我试图用Newtonsoft创建一个JSON对象。一切看起来都不错但我无法在空数组中创建空数组。我需要以下输出......
我的代码:
JObject rss = new JObject(
new JProperty("query",
new JObject(
new JProperty("aoi",
new JObject(
new JProperty("type", "Polygon"),
new JProperty("coordinates",
new JArray(
new JArray(
new JArray(
new JValue(-122.62664794921874),
new JValue(38.81403111409755)
),
new JArray(
new JValue(-122.62664794921874),
new JValue(38.81403111409755)
)
)
)
)
)
)
)
)
);
我得到了什么:
{
"query": {
"aoi": {
"type": "Polygon",
"coordinates": [
[ -122.62664794921874, 38.81403111409755 ],
[ -122.62664794921874, 39.07464374293249 ]
]
}
}
}
我需要什么:
{
"query": {
"aoi": {
"type": "Polygon",
"coordinates": [
[
[ -122.62664794921874, 38.81403111409755 ],
[ -122.62664794921874, 39.07464374293249 ]
]
]
}
}
}
提前致谢
答案 0 :(得分:1)
作为JArray构造函数的参数的单个JArray被解释为应该复制到新JArray的内容。

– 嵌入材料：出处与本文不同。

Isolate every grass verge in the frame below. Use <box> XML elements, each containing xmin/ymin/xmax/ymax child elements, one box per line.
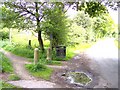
<box><xmin>0</xmin><ymin>53</ymin><xmax>13</xmax><ymax>73</ymax></box>
<box><xmin>0</xmin><ymin>81</ymin><xmax>17</xmax><ymax>90</ymax></box>
<box><xmin>114</xmin><ymin>40</ymin><xmax>120</xmax><ymax>49</ymax></box>
<box><xmin>25</xmin><ymin>63</ymin><xmax>53</xmax><ymax>80</ymax></box>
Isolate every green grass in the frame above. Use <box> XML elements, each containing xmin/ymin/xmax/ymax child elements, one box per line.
<box><xmin>0</xmin><ymin>53</ymin><xmax>13</xmax><ymax>73</ymax></box>
<box><xmin>0</xmin><ymin>81</ymin><xmax>17</xmax><ymax>90</ymax></box>
<box><xmin>8</xmin><ymin>74</ymin><xmax>20</xmax><ymax>81</ymax></box>
<box><xmin>114</xmin><ymin>40</ymin><xmax>120</xmax><ymax>49</ymax></box>
<box><xmin>25</xmin><ymin>64</ymin><xmax>53</xmax><ymax>80</ymax></box>
<box><xmin>0</xmin><ymin>40</ymin><xmax>9</xmax><ymax>48</ymax></box>
<box><xmin>4</xmin><ymin>45</ymin><xmax>34</xmax><ymax>58</ymax></box>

如果您这样做,它可以工作:
JObject rss = new JObject(
new JProperty("query",
new JObject(
new JProperty("aoi",
new JObject(
new JProperty("type", "Polygon"),
new JProperty("coordinates",
new JArray(
new JArray(
new JArray(
new JValue(-122.62664794921874),
new JValue(38.81403111409755)
),
new JArray(
new JValue(-122.62664794921874),
new JValue(38.81403111409755)
)
) as Object
))
))
))
);
这使构造函数将其视为应该插入而不是复制的东西。